The first argument to both callbacks is name and should be a string. This determines the column name of the score shown by the PrintLog after each epoch.

Next comes the scoring parameter. For eager sklearn users, this should be familiar, since it works exactly the same as in sklearn GridSearchCV, RandomizedSearchCV, cross_val_score(), etc. For those who are unfamiliar, here is a short explanation:

  • If you pass a string, sklearn makes a look-up for a score with that name. Examples would be 'f1' and 'roc_auc'.
  • If you pass None, the model’s score method is used. By default, NeuralNet and its subclasses don’t provide a score method, but you can easily implement your own. If you do, it should take X and y (the target) as input and return a scalar as output.
  • Finally, you can pass a function/callable. In that case, this function should have the signature func(net, X, y) and return a scalar.

More on sklearn’s model evaluation can be found in this notebook.

The lower_is_better parameter determines whether lower scores should be considered as better (e.g. log loss) or worse (e.g. accuracy). This information is used to write a <name>_best value to the net’s history. E.g., if your score is f1 score and is called 'f1', you should set lower_is_better=False. The history will then contain an entry for 'f1', which is the score itself, and an entry for 'f1_best', which says whether this is the as of yet best f1 score.

on_train is used to indicate whether training or validation data should be used to determine the score. By default, it is set to validation.

Finally, you may have to provide your own target_extractor. This should be a function or callable that is applied to the target before it is passed to the scoring function. The main reason why we need this is that sometimes, the target is not of a form expected by sklearn and we need to process it before passing it on.

Checkpoint

Creates a checkpoint of your model parameters after each epoch if your valid loss improved.
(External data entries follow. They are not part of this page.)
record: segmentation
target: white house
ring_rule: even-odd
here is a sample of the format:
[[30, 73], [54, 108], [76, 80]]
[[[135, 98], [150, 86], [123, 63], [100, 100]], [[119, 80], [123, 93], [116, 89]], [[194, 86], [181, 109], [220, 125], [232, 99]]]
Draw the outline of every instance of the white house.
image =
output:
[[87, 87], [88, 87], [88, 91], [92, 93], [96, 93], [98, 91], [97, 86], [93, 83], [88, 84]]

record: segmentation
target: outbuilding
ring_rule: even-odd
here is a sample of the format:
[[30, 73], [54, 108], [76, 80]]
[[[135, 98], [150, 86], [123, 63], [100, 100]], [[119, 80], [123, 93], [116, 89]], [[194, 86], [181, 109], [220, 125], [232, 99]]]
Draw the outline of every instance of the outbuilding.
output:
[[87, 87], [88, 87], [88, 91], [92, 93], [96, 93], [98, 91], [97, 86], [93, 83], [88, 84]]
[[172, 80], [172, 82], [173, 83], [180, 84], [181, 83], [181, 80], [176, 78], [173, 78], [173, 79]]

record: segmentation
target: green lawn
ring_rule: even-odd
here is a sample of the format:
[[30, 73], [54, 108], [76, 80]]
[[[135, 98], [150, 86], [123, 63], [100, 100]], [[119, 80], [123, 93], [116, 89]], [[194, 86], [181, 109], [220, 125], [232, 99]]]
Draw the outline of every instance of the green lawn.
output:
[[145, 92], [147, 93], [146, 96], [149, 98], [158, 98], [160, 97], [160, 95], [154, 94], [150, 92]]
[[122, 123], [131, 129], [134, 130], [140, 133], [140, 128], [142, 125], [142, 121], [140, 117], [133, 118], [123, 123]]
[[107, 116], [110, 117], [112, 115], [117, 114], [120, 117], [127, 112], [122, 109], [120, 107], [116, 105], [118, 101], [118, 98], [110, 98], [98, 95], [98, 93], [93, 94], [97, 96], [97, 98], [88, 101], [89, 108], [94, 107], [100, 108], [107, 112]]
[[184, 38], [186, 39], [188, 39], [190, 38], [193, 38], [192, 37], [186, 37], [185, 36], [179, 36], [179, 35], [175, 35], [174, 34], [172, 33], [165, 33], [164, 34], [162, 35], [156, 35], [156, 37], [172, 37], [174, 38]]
To change where your model is saved, change the target argument. To change under what circumstances your model is saved, change the monitor argument. The latter can take 3 types of arguments:

  • None: The model is saved after each epoch
  • string: The model checks whether the last entry in the model history for that key is truthy. This is useful in conjunction with scores determined by a scoring callback. They write a <score>_best entry to the history, which can be used for checkpointing. By default, the Checkpoint callback looks at 'valid_loss_best'.
  • function or callable: In that case, the function should take the NeuralNet instance as sole input and return a bool as output.